Vinni and I started a collection for them amongst the cruisers. We didn’t collect a lot of money, only a few hundred dollars, but even a little is a lot in their situation. Apparently, Sophie and the children were asleep; Hugo had set the windvane and had the watch. He fell asleep, the wind changed direction and when that happened the windvane, of course, changed the boats course and it sailed directly up on the reef.
As we get closer to Fakarava, doubt makes its unwelcome appearance. We need to reach the pass at slack water, meaning just as the tide changes. At slack water, there should be no current or maelstroms in the pass. If we miss it, there can be up to six knots in the pass. Our calculations say slack water is at 2 p.m. We are just far enough away that we probably won’t make it in time. If we miss it, we either have to run the pass with up to six knots (not something we do lightly or willingly) or sail around outside the pass for six hours waiting to the next slack water. But, six hours later it will be dark.
Not many good options and we decide to call Bliss and see what they are thinking. They are going to a smaller atoll that we can reach at slack water. I ask when that is and they say 11:52. That certainly is an exact figure and we sail after Bliss for Kauenhi.
We reach the pass just before 11:30 and Bliss sails in close to inspect the pass. They decide to go for it and after they get through, they call us and say it looked like three and a half knots outgoing current. Capri engine can manage three and a half knots current but she will need all the hay we can feed her.
I turn Capris bows towards the pass and give her some gas. Things are going just fine up to now. Both to port and starboard we can see maelstroms and there is no way we are going to avoid them all. Capri is thrown from side to side and I give her more gas. Now we are only moving forward at 2.5 knots, despite the engine revving at 2500. Our speed drops slowly as we get further into the pass and as it dips below 2 knots, I rev the engine up to maximum – 3000 revs. She doesn’t have any more power in her and this will have to suffice or we will be a huge bucket of shit. We move steadily forward and fortunately, the pass isn’t that long.
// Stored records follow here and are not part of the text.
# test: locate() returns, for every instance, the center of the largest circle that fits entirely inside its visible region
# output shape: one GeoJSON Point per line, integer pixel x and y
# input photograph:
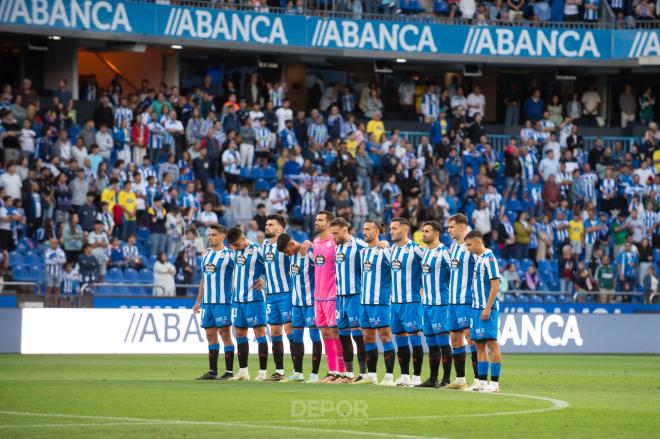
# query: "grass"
{"type": "Point", "coordinates": [155, 396]}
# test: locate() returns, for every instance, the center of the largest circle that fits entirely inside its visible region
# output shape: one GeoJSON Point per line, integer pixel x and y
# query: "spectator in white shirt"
{"type": "Point", "coordinates": [476, 103]}
{"type": "Point", "coordinates": [279, 196]}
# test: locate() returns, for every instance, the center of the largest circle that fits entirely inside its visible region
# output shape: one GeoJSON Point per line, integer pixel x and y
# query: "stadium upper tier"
{"type": "Point", "coordinates": [378, 31]}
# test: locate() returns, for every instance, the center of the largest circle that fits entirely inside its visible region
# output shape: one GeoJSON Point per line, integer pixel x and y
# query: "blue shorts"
{"type": "Point", "coordinates": [249, 314]}
{"type": "Point", "coordinates": [215, 315]}
{"type": "Point", "coordinates": [406, 317]}
{"type": "Point", "coordinates": [348, 311]}
{"type": "Point", "coordinates": [484, 329]}
{"type": "Point", "coordinates": [303, 317]}
{"type": "Point", "coordinates": [374, 316]}
{"type": "Point", "coordinates": [435, 319]}
{"type": "Point", "coordinates": [278, 308]}
{"type": "Point", "coordinates": [458, 317]}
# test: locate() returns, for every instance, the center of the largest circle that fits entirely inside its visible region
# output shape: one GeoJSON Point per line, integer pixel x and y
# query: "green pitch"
{"type": "Point", "coordinates": [155, 396]}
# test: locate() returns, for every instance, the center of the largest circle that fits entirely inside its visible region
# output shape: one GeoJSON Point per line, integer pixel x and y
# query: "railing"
{"type": "Point", "coordinates": [339, 9]}
{"type": "Point", "coordinates": [499, 141]}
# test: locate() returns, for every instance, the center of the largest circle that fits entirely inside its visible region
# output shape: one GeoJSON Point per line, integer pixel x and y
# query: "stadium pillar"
{"type": "Point", "coordinates": [61, 61]}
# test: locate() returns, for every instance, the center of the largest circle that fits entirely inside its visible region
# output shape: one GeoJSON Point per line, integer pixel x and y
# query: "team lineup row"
{"type": "Point", "coordinates": [346, 290]}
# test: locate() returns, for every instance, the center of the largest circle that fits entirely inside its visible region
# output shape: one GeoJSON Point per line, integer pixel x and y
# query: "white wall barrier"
{"type": "Point", "coordinates": [158, 331]}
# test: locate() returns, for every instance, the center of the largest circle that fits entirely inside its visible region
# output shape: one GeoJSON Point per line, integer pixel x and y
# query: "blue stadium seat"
{"type": "Point", "coordinates": [131, 276]}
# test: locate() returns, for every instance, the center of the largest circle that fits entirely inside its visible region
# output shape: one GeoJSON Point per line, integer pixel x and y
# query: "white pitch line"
{"type": "Point", "coordinates": [143, 421]}
{"type": "Point", "coordinates": [557, 404]}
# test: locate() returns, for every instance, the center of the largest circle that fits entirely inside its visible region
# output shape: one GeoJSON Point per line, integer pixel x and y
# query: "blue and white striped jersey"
{"type": "Point", "coordinates": [277, 269]}
{"type": "Point", "coordinates": [217, 269]}
{"type": "Point", "coordinates": [462, 266]}
{"type": "Point", "coordinates": [406, 272]}
{"type": "Point", "coordinates": [248, 268]}
{"type": "Point", "coordinates": [348, 267]}
{"type": "Point", "coordinates": [376, 276]}
{"type": "Point", "coordinates": [590, 237]}
{"type": "Point", "coordinates": [484, 271]}
{"type": "Point", "coordinates": [436, 272]}
{"type": "Point", "coordinates": [302, 278]}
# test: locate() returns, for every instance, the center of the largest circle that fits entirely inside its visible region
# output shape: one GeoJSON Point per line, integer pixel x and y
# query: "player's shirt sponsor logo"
{"type": "Point", "coordinates": [209, 268]}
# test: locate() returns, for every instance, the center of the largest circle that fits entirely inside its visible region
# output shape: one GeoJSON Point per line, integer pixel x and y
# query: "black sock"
{"type": "Point", "coordinates": [418, 360]}
{"type": "Point", "coordinates": [317, 352]}
{"type": "Point", "coordinates": [213, 360]}
{"type": "Point", "coordinates": [446, 363]}
{"type": "Point", "coordinates": [229, 360]}
{"type": "Point", "coordinates": [263, 356]}
{"type": "Point", "coordinates": [243, 352]}
{"type": "Point", "coordinates": [347, 351]}
{"type": "Point", "coordinates": [403, 354]}
{"type": "Point", "coordinates": [359, 342]}
{"type": "Point", "coordinates": [389, 360]}
{"type": "Point", "coordinates": [278, 353]}
{"type": "Point", "coordinates": [459, 363]}
{"type": "Point", "coordinates": [434, 361]}
{"type": "Point", "coordinates": [372, 360]}
{"type": "Point", "coordinates": [298, 355]}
The overheating alarm on the engine goes off and screams at us. We need to drop the revs and soon if we want to avoid burning the engine out. However, lowering the revs here means we won’t have enough power to force the rest of the pass and that is an even deeper bucket of shit (read: get tossed onto the reef). We grit our teeth and a minute later the current begins to drop and we pick up speed. I immediately lower the revs and a minute later the alarms shuts down.
We’re through and now we will sail the six nm across the lagoon to the small village there. The population of Kauenhi is between 200 and 300. Once there were 53 pearl farms here, then four and now we are told that there is only one. All due to taxes imposed by Tahiti according to the locals. That sounds strange, you’d think there was plenty of demand for pearls out in the world, but perhaps they have gotten competition from Malaysia or China or someplace else. So, we won’t be able to visit a pearl farm here – but there are more pearl farms on Fakarava and we will visit some there.